Former taoiseach Brian Cowen admitted the lack of hard evidence on the highly controversial view at the first of two bank inquiry grillings yesterday.
Speaking in an afternoon session focussing specifically on the year before he became taoiseach in May 2008 – before a separate meeting next Wednesday addresses the September 2008 guarantee and November 2010 bailout – Mr Cowen said the soft landing view was widely held.
However, when asked by inquiry chair Ciaran Lynch if it was the subject of any “real or core document by you or the department” outlining if it was a genuine prospect, Mr Cowen admitted “I can’t recall one”.
He said the “central view” supported “a soft landing rather than a hard one” and that his opinion was “part of a broader consensus”.
Pressed, he said it was based on the opinions of “people working in the market” and Central Bank who said there would be a housing sales drop as the boom went bust. The soft landing term was central to tens of thousands of families continuing to buy property at over-inflated prices as the financial crisis took hold.
When this point was put to Mr Cowen by Labour senator Sean Barrett, Mr Cowen said “I regret I wasn’t more doubting”, before adding forecasts are “less than useless”.
The admission that government failed to fully assess a key element of how Ireland was meant to overcome the end of the Celtic Tiger came as Mr Cowen faced further questions over what actions he took ahead of the crash.
His party colleague, Fianna Fáil finance spokesperson Michael McGrath, began by asking about a Department of Finance group former secretary general Kevin Cardiff said was set up in “secret” to examine a guarantee among other banking measures a year before the crash happened.
Noting the body was examining “a range of scenarios” by January 2008, when ministers were continuing to cling to the soft landing mantra, Mr McGrath asked that “given the distinct possibility of State intervention in the coming months” and the Northern Rock implosion months earlier, why officials did not immediately scrutinise the health of banks.
Mr Cowen responded that “what they were doing was scenario planning” and “setting out a work schedule” including the possibility of “emergency liquidity assistance”, and that “throughout the period there didn’t seem to me to be a systemic risk”.
He said “it wasn’t clear there was a need to do anything” except “watch the situation” and “work on contingency plans” as the “liquidity problem was not pressing at that time”.
When a frustrated Mr McGrath bluntly said “these were live issues eight months before the guarantee”, Mr Cowen responded that there “wasn’t the view at the time this was a systemic threat” and there was no clear sign of a crash when he left Finance in May 2008.
The former taoiseach confirmed that in December 2007, the NTMA was asked to keep €500m in deposits in Irish banks in a bid to shore them up, but said there was no “pressure” placed on it.
He told Fine Gael senator John Paul Phelan that he met then AIB chief executive Eugene Sheehy on February 14, 2008, one month before a share price crash referred to as the St Patrick’s Day massacre he described at the time as an “international” related issue. But he insisted this was not a related meeting.

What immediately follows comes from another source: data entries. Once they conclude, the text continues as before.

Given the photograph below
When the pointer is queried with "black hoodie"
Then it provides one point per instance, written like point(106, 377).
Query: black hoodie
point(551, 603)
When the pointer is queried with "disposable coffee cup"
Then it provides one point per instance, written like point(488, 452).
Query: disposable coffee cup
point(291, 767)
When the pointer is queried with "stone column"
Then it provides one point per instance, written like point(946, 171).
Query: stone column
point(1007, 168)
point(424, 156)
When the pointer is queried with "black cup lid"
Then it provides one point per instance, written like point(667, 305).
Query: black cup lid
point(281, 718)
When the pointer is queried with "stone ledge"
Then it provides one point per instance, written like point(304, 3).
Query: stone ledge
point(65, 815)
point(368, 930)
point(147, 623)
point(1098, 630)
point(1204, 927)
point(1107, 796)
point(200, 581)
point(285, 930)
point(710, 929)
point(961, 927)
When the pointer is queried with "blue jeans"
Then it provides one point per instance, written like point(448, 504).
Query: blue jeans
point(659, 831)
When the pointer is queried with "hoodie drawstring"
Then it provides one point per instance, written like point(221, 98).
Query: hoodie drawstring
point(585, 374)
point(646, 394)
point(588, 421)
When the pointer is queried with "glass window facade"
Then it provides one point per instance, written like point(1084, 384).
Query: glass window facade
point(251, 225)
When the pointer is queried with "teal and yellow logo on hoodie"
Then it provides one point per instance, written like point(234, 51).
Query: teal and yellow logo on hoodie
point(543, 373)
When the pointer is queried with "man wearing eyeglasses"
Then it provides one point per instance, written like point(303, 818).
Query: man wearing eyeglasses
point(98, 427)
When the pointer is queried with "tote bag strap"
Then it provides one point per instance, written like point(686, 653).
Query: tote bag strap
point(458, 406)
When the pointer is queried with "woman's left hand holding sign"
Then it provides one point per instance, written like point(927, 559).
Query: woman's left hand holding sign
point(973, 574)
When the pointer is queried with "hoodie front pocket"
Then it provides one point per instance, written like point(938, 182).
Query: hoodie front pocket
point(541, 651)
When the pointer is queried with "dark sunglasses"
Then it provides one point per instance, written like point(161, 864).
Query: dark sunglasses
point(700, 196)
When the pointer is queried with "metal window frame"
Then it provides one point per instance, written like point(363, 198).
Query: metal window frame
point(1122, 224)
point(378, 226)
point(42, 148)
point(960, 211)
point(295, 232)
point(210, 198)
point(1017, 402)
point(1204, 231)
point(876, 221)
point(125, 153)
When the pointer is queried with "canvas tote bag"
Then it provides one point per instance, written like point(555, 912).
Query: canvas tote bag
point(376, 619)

He rejected Fine Gael TD Eoghan Murphy’s claim the “green jersey agenda” of asking Irish banks to loan to each other was an attempt to disguise what Mr Murphy said “the markets knew” what was happening in early 2008 after Irish institutions lost 24% of shares in two hours.
Answering questions from Sinn Féin’s finance spokesperson Pearse Doherty, Mr Cowen said he did not learn of businessman Sean Quinn’s Anglo Irish loan exposure and the risk it posed until early summer 2008 and was “aware of certain issues but not the extent” of banks’ property exposure until “probably the autumn, after Lehman’s”.